We stay like that for a long moment. The fire crackles. The snow falls. And for the first time in as long as I can remember, I’m not alone.

I have no idea what’s coming. How my body will react or what the next few days will bring. Whether I can really let go of a lifetime of walls and control and fear.

But right now, I’m warm. I’m safe. And I’m not alone.

For now, that’s enough.

Chapter 12

Elijah

The fire needs another log.

I’ve been watching the flames for the past hour, tracking the way they consume the wood. The crack and pop of sap. The slow crumble of bark to ash. It’s easier than watching her.

Not that I’ve stopped.

Tessa’s curled up on the couch with a book she found on Ben’s shelf—some thriller with a cracked spine and yellowed pages. She hasn’t turned a page in twenty minutes. Her eyes keep drifting to the window, to the white nothing beyond the glass, and every few minutes she shifts position like she can’t get comfortable.

I know why.

Her scent has been getting stronger all afternoon. What started subtle—soft lavender with a hint of citrus—has deepened into something richer. Headier. Every time she moves, it rolls through the cabin like a wave, and I have to grip the arm of my chair to keep myself still.

The afternoon passed slow and strange. Cards for a while—Milo cheating badly enough that even Tessa noticed, Ben calling him out with increasingly creative insults. Then we turned onthe battery-powered radio, listening to weather updates and static-filled country songs while the storm howled outside.

Normal things. Easy things. Except nothing feels normal with her scent thickening in the air and my body responding in ways I can’t control.

I’ve been hard for hours. Not constantly—it comes and goes, tied to her movements, her sounds, the way she stretches or sighs or tucks her legs underneath her. Every time I think I’ve gotten it under control, she shifts and her scent hits me fresh and I have to start over.
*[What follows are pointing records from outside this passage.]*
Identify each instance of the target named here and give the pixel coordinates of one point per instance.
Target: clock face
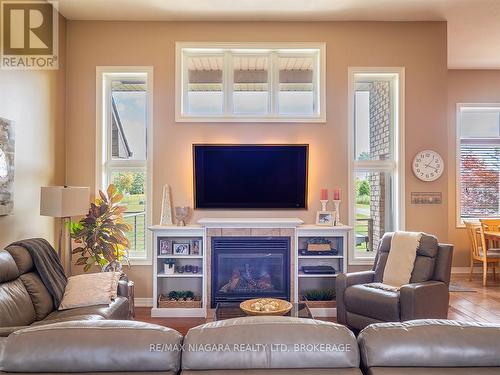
(428, 165)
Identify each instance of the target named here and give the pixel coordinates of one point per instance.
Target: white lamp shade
(64, 201)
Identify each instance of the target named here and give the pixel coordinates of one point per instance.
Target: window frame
(395, 166)
(103, 168)
(458, 139)
(273, 51)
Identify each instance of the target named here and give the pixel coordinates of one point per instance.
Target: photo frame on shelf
(195, 247)
(181, 248)
(164, 246)
(325, 218)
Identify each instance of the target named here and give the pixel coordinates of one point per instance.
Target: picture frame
(164, 246)
(195, 248)
(325, 218)
(181, 248)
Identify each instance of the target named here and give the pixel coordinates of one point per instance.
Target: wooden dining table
(493, 236)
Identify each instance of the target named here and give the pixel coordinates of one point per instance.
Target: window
(376, 173)
(125, 105)
(478, 161)
(250, 82)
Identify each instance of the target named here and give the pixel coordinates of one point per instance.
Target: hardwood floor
(477, 304)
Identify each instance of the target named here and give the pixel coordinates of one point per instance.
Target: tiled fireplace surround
(250, 232)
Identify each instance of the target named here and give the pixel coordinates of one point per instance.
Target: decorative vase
(337, 212)
(324, 204)
(181, 214)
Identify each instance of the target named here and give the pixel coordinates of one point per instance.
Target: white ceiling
(473, 25)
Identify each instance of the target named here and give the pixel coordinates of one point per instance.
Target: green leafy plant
(326, 294)
(101, 235)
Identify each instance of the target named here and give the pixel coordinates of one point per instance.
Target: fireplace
(250, 267)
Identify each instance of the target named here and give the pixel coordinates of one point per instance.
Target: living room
(321, 128)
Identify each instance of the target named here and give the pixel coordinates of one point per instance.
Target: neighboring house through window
(123, 154)
(478, 161)
(376, 155)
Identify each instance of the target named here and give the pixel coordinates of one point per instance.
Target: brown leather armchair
(25, 301)
(426, 296)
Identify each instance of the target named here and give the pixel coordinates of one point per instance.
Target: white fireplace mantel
(250, 222)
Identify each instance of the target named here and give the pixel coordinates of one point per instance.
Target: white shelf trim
(317, 275)
(250, 222)
(161, 274)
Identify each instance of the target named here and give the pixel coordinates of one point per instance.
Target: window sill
(140, 262)
(236, 119)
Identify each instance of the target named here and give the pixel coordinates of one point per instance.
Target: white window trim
(320, 98)
(458, 132)
(101, 148)
(399, 150)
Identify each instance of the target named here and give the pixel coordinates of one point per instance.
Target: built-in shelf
(163, 283)
(321, 257)
(311, 275)
(180, 275)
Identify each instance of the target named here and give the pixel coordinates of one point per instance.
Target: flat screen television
(250, 176)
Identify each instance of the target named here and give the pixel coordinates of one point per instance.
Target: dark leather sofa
(430, 347)
(25, 301)
(425, 297)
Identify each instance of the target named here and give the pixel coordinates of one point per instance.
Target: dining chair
(473, 229)
(488, 251)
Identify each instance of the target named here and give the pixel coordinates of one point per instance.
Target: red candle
(336, 194)
(324, 194)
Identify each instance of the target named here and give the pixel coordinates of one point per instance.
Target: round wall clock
(428, 165)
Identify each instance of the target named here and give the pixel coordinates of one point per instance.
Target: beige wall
(35, 101)
(465, 86)
(419, 46)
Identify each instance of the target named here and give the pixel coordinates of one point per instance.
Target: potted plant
(101, 235)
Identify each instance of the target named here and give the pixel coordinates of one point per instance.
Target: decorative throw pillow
(89, 290)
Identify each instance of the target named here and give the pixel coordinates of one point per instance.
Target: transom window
(250, 83)
(478, 161)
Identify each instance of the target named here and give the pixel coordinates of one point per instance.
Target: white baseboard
(467, 270)
(143, 302)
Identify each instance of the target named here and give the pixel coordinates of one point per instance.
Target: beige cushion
(40, 296)
(89, 290)
(401, 259)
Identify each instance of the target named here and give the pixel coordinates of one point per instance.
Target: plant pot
(114, 266)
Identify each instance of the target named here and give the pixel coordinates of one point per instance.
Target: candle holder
(336, 204)
(324, 203)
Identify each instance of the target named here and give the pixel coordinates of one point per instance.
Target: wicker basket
(165, 303)
(283, 306)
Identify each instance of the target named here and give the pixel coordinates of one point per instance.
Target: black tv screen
(250, 176)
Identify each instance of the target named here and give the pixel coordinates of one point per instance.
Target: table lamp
(64, 202)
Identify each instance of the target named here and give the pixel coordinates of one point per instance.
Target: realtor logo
(29, 35)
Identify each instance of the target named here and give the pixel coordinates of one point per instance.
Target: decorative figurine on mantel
(336, 202)
(181, 214)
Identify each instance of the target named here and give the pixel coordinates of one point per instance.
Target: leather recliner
(426, 296)
(25, 301)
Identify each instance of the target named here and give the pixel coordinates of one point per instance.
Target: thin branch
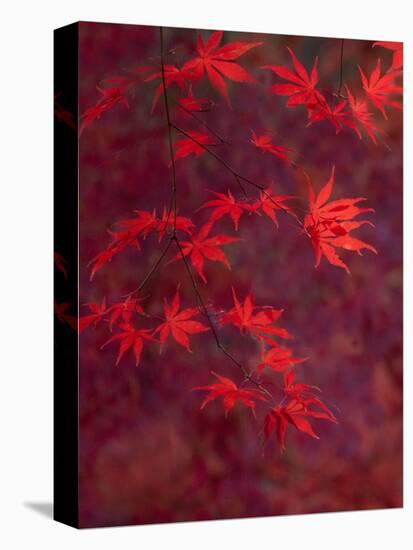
(340, 84)
(171, 150)
(174, 238)
(204, 309)
(152, 270)
(239, 176)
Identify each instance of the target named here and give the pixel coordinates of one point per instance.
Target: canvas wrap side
(66, 48)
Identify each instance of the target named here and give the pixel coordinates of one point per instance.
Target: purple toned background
(147, 453)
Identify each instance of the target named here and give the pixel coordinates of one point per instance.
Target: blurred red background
(147, 453)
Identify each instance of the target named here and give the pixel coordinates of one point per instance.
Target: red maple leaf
(101, 259)
(295, 413)
(179, 323)
(378, 88)
(111, 96)
(301, 88)
(202, 246)
(270, 203)
(264, 143)
(397, 49)
(181, 223)
(230, 394)
(337, 115)
(361, 114)
(329, 224)
(247, 319)
(124, 310)
(220, 62)
(98, 313)
(192, 145)
(279, 359)
(173, 75)
(304, 393)
(194, 105)
(226, 205)
(130, 338)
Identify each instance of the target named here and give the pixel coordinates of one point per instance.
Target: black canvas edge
(66, 376)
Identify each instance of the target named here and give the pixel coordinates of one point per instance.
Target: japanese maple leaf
(246, 318)
(230, 394)
(304, 393)
(295, 413)
(204, 246)
(101, 259)
(361, 114)
(141, 225)
(329, 224)
(192, 145)
(264, 143)
(279, 359)
(226, 205)
(173, 75)
(218, 62)
(110, 97)
(98, 312)
(130, 338)
(337, 115)
(397, 49)
(301, 87)
(193, 104)
(378, 88)
(124, 310)
(270, 203)
(181, 223)
(179, 323)
(120, 240)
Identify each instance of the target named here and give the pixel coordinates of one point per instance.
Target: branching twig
(174, 238)
(238, 176)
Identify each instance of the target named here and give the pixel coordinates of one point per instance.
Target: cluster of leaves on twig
(328, 224)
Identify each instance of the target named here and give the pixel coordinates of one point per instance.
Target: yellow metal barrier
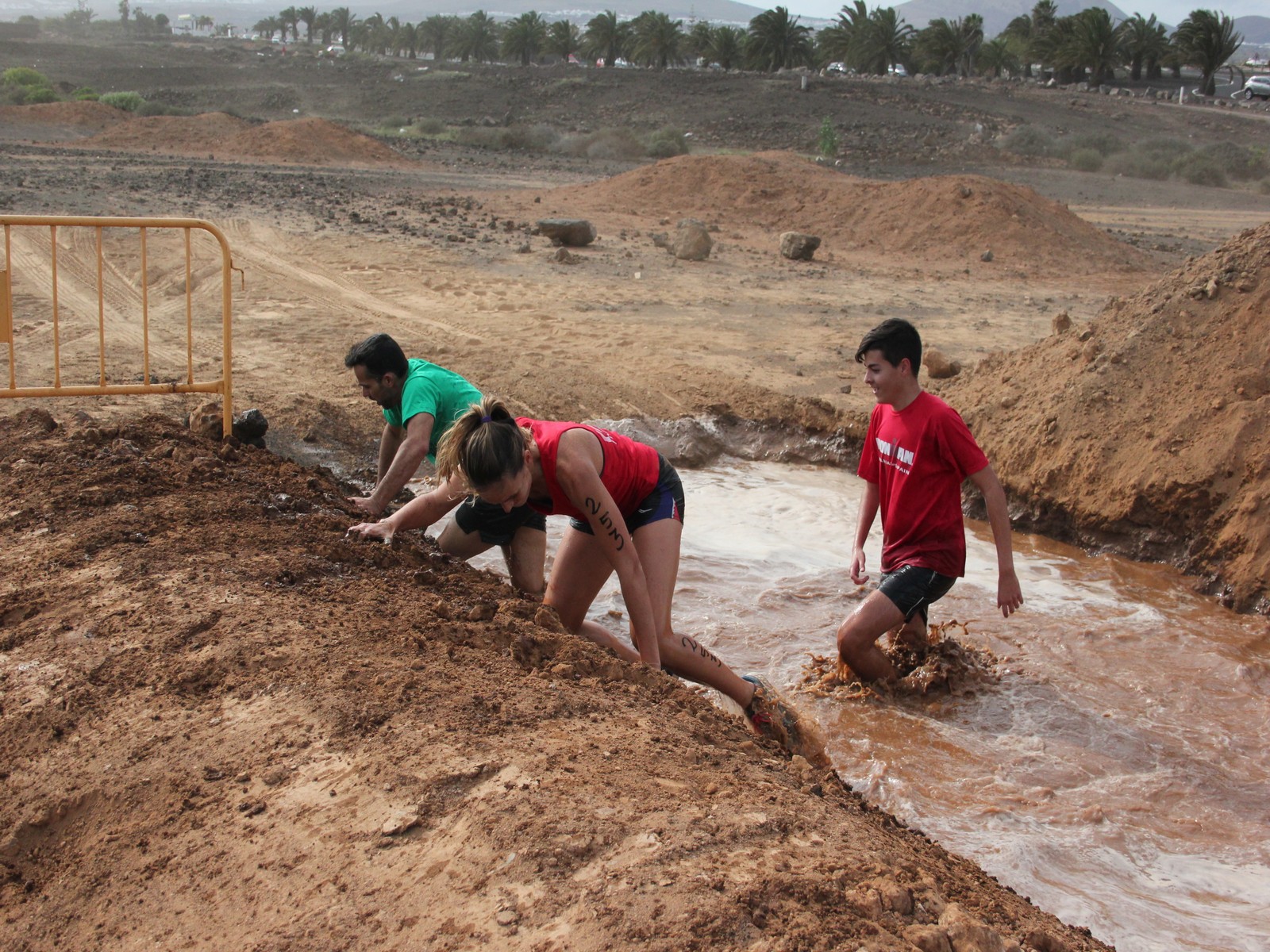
(88, 286)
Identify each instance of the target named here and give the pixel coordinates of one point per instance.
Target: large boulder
(575, 232)
(691, 241)
(798, 247)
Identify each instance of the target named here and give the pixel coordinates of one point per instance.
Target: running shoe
(776, 719)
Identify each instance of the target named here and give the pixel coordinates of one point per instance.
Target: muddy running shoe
(776, 719)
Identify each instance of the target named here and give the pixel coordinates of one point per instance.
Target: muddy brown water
(1115, 772)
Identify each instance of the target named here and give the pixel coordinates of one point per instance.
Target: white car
(1257, 86)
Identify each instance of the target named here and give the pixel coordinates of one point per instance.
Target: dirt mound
(941, 217)
(183, 135)
(313, 143)
(1147, 429)
(285, 143)
(88, 116)
(220, 717)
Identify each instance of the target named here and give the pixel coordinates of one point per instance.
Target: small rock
(207, 420)
(939, 366)
(482, 613)
(399, 824)
(798, 247)
(692, 241)
(251, 425)
(575, 232)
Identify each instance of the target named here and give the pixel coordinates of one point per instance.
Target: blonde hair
(483, 446)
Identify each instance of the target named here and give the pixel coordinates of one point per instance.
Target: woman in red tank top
(626, 508)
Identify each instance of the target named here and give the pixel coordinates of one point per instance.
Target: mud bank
(220, 717)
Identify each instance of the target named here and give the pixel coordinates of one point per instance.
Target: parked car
(1257, 86)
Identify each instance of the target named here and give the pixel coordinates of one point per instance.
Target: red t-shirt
(918, 457)
(629, 473)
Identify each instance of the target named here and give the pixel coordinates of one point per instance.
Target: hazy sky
(1172, 12)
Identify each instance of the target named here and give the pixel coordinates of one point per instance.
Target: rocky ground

The others are handling it. Milo’s been handling it better than me, at least outwardly. He’s sprawled in the armchair now, telling some story about a bar fight that may or may not have actually happened, keeping her laughing. Keeping things light. That’s what Milo does—fills silence, smooths edges, makes people feel at ease.

Ben’s in the kitchen, putting together something for dinner. He’s been quieter than usual since this afternoon, when she broke down and let us hold her. I catch him looking at Tessa when he thinks no one’s watching. The same way I look at her.

We’re all circling her. Three alphas, orbiting the same sun, trying not to crash into each other.

“—and that’s when River decided to climb onto the bar and declare himself king of the establishment,” Milo finishes. “He was banned for a month.”

Tessa laughs—a real one, surprised out of her. “River Brooks? That doesn’t surprise me at all.”

“The very same. Don’t let the charm fool you. He’s chaos in human form.”

“Sounds like someone I know.” She glances at Milo, a smile tugging at her lips.

“I have no idea what you’re implying.” Milo presses a hand to his chest in mock offense. “I’m a pillar of respectability.”

“You literally told me you once convinced an entire bachelorette party that you were a professional tango dancer.”

“And then I proved it.” He winks.

She’s smiling. That’s good. She’s been wound tight all day—through breakfast, through the consent conversation that made her face flame, through the cold shower that did nothing to calm her down. Holding her on the couch helped, but I could feel the tension still coiled in her spine when I touched her back.